The Los Angeles Times reported that Amazon.com will continue to fight against a California law passed July 1, which requires the company to collect a 7.25% sales tax. Amazon said that the law is unconstitutional, and has now announced that it will make the case against the sales tax to voters, in hopes that they will vote to overturn it. According to the Times, Amazon’s approach of appealing to the voters directly will likely be less costly and more effective than filing suit to block the law.

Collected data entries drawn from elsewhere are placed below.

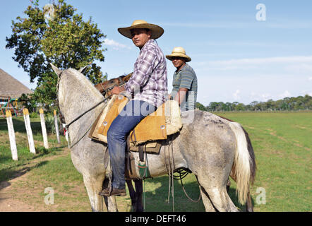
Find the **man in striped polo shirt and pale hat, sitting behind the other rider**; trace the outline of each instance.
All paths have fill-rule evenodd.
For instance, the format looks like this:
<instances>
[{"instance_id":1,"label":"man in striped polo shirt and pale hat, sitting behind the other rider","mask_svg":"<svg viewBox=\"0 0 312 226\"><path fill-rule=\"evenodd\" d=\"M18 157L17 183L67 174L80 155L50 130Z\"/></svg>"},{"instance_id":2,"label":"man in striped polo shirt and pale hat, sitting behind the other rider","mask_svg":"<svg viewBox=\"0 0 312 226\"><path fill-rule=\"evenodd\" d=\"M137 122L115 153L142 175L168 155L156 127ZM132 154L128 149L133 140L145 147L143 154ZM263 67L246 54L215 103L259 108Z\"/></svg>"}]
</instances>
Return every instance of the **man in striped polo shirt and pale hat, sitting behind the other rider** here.
<instances>
[{"instance_id":1,"label":"man in striped polo shirt and pale hat, sitting behind the other rider","mask_svg":"<svg viewBox=\"0 0 312 226\"><path fill-rule=\"evenodd\" d=\"M183 47L174 47L172 54L166 55L176 67L172 82L171 97L179 102L181 111L193 110L196 107L197 98L197 77L195 71L186 64L191 57L186 55Z\"/></svg>"}]
</instances>

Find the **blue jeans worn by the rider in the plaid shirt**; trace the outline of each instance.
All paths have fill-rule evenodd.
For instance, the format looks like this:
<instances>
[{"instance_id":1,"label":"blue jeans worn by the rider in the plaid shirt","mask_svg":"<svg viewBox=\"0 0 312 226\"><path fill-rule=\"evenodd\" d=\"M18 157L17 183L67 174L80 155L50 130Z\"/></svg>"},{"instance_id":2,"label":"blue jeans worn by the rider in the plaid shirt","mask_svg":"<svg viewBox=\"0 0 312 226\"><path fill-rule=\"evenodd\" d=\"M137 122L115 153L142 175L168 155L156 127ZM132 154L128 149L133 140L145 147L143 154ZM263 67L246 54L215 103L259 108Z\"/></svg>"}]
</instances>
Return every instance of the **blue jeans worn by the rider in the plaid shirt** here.
<instances>
[{"instance_id":1,"label":"blue jeans worn by the rider in the plaid shirt","mask_svg":"<svg viewBox=\"0 0 312 226\"><path fill-rule=\"evenodd\" d=\"M138 125L138 123L155 112L155 106L142 100L131 100L123 111L114 119L107 132L109 157L112 165L112 186L115 189L125 189L125 153L126 136Z\"/></svg>"}]
</instances>

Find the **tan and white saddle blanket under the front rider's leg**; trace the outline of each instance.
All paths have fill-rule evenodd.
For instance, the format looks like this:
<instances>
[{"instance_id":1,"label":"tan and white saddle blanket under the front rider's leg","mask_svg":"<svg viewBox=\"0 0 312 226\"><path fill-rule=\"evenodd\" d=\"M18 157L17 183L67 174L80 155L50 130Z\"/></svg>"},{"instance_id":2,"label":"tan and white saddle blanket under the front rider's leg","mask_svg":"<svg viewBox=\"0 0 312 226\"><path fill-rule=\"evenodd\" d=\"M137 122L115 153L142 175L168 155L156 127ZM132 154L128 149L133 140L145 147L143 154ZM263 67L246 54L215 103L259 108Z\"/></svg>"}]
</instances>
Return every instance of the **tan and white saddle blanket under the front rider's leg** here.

The new law requires all retailers with affiliates in California to collect the state sales tax, whereas before, the tax was only applied to Internet retailers that had “a significant physical presence,” the Times reported. In order to avoid collecting the tax, Amazon has cut off its affiliation with 10,000 small businesses whose websites link consumers to Amazon.

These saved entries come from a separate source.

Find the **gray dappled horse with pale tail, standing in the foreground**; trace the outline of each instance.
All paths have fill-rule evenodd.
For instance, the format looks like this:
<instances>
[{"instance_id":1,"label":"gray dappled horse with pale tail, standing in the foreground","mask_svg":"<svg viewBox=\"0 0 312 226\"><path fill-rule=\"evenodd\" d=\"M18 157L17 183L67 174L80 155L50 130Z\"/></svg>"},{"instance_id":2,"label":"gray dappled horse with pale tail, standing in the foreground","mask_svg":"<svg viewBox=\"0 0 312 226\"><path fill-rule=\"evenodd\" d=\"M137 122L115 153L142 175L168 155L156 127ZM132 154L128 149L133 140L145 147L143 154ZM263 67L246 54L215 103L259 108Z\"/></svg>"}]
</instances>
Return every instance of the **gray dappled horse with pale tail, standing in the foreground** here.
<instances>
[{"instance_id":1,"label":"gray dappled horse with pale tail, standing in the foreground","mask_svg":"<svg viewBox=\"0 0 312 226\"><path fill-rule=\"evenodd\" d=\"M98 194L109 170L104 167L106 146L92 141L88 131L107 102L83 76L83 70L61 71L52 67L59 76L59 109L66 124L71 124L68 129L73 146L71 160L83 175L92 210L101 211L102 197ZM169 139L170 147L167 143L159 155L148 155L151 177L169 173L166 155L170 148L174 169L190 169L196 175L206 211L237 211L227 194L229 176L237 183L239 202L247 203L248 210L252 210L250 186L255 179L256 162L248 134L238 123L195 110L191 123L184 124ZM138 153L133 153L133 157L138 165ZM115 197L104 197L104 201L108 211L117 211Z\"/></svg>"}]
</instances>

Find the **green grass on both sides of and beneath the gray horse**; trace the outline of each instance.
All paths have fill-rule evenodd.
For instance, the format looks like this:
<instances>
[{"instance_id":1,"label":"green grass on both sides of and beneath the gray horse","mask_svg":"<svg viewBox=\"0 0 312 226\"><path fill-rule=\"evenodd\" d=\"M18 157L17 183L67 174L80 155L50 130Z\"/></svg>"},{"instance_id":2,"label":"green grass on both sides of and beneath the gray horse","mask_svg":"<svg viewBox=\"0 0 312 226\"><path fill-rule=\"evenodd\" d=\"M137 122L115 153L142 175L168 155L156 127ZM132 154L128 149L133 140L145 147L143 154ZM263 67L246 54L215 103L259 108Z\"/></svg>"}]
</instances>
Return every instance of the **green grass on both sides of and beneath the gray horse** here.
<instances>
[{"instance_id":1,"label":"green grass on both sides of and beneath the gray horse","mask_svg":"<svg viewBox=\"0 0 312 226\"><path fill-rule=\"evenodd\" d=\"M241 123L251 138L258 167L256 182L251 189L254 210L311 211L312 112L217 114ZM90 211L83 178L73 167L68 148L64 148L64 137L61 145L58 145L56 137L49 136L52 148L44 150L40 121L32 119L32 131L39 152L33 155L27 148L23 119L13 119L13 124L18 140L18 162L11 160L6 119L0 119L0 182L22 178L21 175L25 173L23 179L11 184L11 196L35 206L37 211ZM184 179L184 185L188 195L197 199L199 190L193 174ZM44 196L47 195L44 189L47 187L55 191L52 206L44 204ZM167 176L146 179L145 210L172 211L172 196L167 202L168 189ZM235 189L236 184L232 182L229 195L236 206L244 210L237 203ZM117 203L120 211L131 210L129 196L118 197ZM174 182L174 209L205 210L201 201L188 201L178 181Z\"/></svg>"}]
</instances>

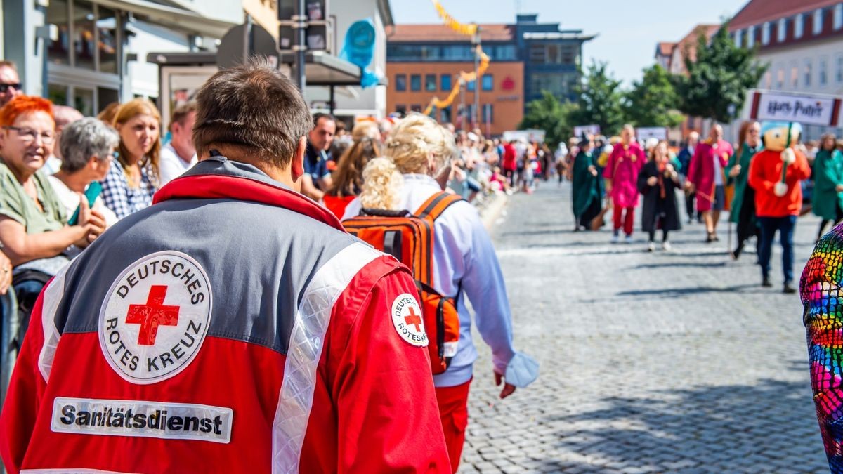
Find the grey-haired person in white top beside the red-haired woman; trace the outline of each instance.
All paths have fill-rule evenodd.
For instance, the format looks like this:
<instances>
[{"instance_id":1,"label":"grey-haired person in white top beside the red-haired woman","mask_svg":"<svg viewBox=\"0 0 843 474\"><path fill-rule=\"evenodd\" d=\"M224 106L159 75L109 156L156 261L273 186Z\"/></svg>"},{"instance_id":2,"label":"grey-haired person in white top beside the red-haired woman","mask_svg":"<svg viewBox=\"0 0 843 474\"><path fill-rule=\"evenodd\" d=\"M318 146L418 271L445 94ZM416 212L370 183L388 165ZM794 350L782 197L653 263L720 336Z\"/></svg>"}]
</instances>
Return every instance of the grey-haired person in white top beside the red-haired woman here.
<instances>
[{"instance_id":1,"label":"grey-haired person in white top beside the red-haired woman","mask_svg":"<svg viewBox=\"0 0 843 474\"><path fill-rule=\"evenodd\" d=\"M93 117L64 127L59 142L62 168L48 179L67 210L67 216L76 211L79 200L93 181L105 179L118 144L120 136L115 129ZM99 186L99 183L94 186ZM97 197L91 208L103 214L108 227L118 220L115 213L105 207L102 197Z\"/></svg>"}]
</instances>

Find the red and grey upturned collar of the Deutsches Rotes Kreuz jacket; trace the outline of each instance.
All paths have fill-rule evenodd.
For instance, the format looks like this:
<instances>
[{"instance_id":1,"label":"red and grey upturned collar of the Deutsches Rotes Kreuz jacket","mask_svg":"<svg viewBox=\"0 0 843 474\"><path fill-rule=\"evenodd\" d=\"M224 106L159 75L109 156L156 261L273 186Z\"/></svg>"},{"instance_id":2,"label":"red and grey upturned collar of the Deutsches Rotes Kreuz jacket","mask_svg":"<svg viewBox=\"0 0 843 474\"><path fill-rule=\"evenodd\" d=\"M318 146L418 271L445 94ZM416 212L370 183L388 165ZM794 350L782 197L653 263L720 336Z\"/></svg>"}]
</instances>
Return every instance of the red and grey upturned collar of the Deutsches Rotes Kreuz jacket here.
<instances>
[{"instance_id":1,"label":"red and grey upturned collar of the Deutsches Rotes Kreuz jacket","mask_svg":"<svg viewBox=\"0 0 843 474\"><path fill-rule=\"evenodd\" d=\"M340 220L325 207L271 179L255 166L223 156L205 159L164 185L155 193L153 204L170 199L219 198L284 207L345 232Z\"/></svg>"}]
</instances>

The main opposition to Amazon’s refusal to collect the tax, the LA Times said, comes from California merchants who believe that retailers operating solely on the Internet will gain an unfair advantage by avoiding collection of the sales tax. Target, Sears, Wal-Mart and Best Buy are among the many major retailers against which Amazon would have to fight in order to continue to avoid collecting the California sales tax. Additionally, the Times said, those in favor of collecting more taxes in order to fund health, social services and welfare will also likely vote against overturning sales tax collection.
The Times quoted Kathryn Gallagher, spokeswoman of Home Depot, who said: “We believe Amazon should collect sales tax because it levels the playing ground for all retailers, small and large.”
However, the Times said, though the odds are slightly against Amazon prevailing, the company does have a large base of customers likely to vote in favor of overturning the sales tax law. The Times also quoted George Runner, a member of the California Board of Equalization, who said: “Californians are losing jobs and income as a result of the so-called Amazon tax,” and added, “It should come as no surprise that impacted California business owners would seek its repeal.”